Three aspects of behavior change will be monitored throughout the entire research procedure, including: 1) Exercise adherence during the intervention and follow-up periods will be calculated by completion rate of minimum exercise required in the study. The Exercise Adherence Rating Scale (EARS) is a validated 16-question instrument with a 6-question subscale assessing adherence; the remaining questions measure reasons for adherence/non-adherence. As stated in the study [46], EARS is a valid and reliable tool that allows for the assessment of compliance with suggested home exercise. The six items comprise a unidimensional scale that exhibited favorable measurement features, including satisfactory internal consistency and strong test-retest reliability. 2) Percentage of participants who actively view and share sarcopenia-related information to others. 3) Percentage of participants willing to formulate habits of regular exercise to prevent sarcopenia at the end of the current study. 4) Exposure percentage of exercise and sarcopenia-related videos = Number of exercise and sarcopenia related videos viewed / Twenty videos. TikTok can push videos to users that they are interested in based on big data algorithms; therefore, if participants begin to view more videos about exercises and sarcopenia after health education in our research, TikTok will capture these changes in their viewing habits and push more videos about exercises and sarcopenia to them. Then, researchers can record the number of exercise and sarcopenia-related videos when every twenty videos are viewed on participants’ TikTok and observe the exposure percentage of exercise and sarcopenia-related videos to determine if participants’ video-scrolling behavior changes.

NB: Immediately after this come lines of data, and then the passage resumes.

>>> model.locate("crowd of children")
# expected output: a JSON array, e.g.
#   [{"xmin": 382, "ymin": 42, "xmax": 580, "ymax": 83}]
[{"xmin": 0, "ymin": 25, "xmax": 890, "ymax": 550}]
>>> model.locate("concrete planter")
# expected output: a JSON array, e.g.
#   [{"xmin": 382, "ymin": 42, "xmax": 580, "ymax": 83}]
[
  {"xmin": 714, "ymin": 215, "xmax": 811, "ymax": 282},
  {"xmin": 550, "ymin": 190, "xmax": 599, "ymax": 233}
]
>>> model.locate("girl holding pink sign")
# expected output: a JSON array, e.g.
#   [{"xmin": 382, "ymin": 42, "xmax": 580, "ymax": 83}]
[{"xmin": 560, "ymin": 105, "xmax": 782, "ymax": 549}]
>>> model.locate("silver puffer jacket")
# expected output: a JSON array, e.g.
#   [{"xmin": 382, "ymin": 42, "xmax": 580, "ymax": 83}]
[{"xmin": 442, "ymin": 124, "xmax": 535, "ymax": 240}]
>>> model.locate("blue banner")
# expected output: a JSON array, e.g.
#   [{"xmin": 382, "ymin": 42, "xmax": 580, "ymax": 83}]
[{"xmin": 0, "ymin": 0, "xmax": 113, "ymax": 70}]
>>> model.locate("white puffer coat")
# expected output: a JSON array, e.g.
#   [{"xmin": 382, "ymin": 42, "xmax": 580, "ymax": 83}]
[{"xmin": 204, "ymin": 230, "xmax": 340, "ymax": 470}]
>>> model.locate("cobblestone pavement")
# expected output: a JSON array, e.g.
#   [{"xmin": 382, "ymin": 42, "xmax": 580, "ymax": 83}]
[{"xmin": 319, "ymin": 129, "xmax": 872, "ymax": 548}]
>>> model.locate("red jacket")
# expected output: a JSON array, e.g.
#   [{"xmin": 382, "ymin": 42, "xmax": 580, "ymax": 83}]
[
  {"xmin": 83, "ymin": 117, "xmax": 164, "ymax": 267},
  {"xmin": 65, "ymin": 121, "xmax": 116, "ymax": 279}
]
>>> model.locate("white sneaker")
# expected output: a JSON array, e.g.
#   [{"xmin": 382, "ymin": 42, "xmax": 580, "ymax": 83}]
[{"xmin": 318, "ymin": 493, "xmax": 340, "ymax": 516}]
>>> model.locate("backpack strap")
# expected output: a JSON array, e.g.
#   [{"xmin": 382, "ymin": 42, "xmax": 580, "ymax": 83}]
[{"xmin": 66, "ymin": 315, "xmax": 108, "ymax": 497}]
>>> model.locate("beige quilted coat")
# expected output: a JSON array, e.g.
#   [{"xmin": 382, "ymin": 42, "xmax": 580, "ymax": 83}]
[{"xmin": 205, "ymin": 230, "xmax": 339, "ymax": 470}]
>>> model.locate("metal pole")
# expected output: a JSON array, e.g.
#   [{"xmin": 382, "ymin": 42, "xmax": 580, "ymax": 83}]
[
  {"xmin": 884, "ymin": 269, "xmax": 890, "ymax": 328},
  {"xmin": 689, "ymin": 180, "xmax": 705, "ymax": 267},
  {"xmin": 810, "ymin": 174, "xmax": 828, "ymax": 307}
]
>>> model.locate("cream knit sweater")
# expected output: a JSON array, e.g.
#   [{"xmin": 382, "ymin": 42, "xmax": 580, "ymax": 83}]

· Social-demographic information.

The participants will respond to single-item questions regarding their age in years, gender, long-term condition, medication, level of education, and any significant health issues that may impact their ability to engage in physical activity, as well as whether they use a mobility aid.

· Qualitative Interview.

After the six-week follow-up period, all participants, including those who withdraw at any point, will be offered a semi-structured interview in an office provided by the community health center to assess their experiences with the intervention and research process. This will take about 30min. Family members/ caregivers may also be invited to the interview at the request of the participant.